A few days ago, Bishop Douglas Deshotel, prelate of the Lafayette Diocese, excommunicated Scott Peyton, a former Catholic deacon whose son was sexually molested by a Catholic priest. The priest, Father Michael Guidry, pleaded guilty to molesting the boy and is now in prison.
Excommunication is an extraordinarily harsh punishment to impose on an errant Catholic, especially an anguished Catholic whose son was sexually abused by a Catholic priest. What did Mr.

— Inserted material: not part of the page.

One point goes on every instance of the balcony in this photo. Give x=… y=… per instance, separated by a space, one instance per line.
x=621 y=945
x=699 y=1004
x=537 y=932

Peyton do to deserve Bishop Deshotel’s wrath?
It seems Peyton angered the bishop by writing a letter that expressed his disillusionment over his son’s molestation and the way the Catholic Church handled it.
After “deep reflection,” Peyton wrote, he had decided to “leave the Catholic Church and the diaconate.” He also wrote that he was distressed by years of reports about sexual abuse by Catholic clergy.
“The magnitude of these revelations,” Peyton wrote, “has deeply shaken my faith and trust in the institution to which I have dedicated a significant portion of my life.”
Peyton stressed that his decision to resign from the diaconate and leave the Church was not a rejection of his Christian faith. “Instead, it reflects a conscientious objection to the way the Church has handled cases of sexual abuse and a desire to distance myself from an institution that, currently, falls short of the values it professes.”
I think Bishop Deshotel miscalculated. If every Catholic whose faith was shaken by the Church’s sexual abuse scandals deserves excommunication, then millions of people are going to be kicked out of the Catholic Church.
I confess that my Catholic faith has been deeply shaken by hundreds of reports of child rape—rape that was covered up by dozens of bishops on the advice of their lawyers. So, Bishop Deshotel, I invite you to excommunicate me too.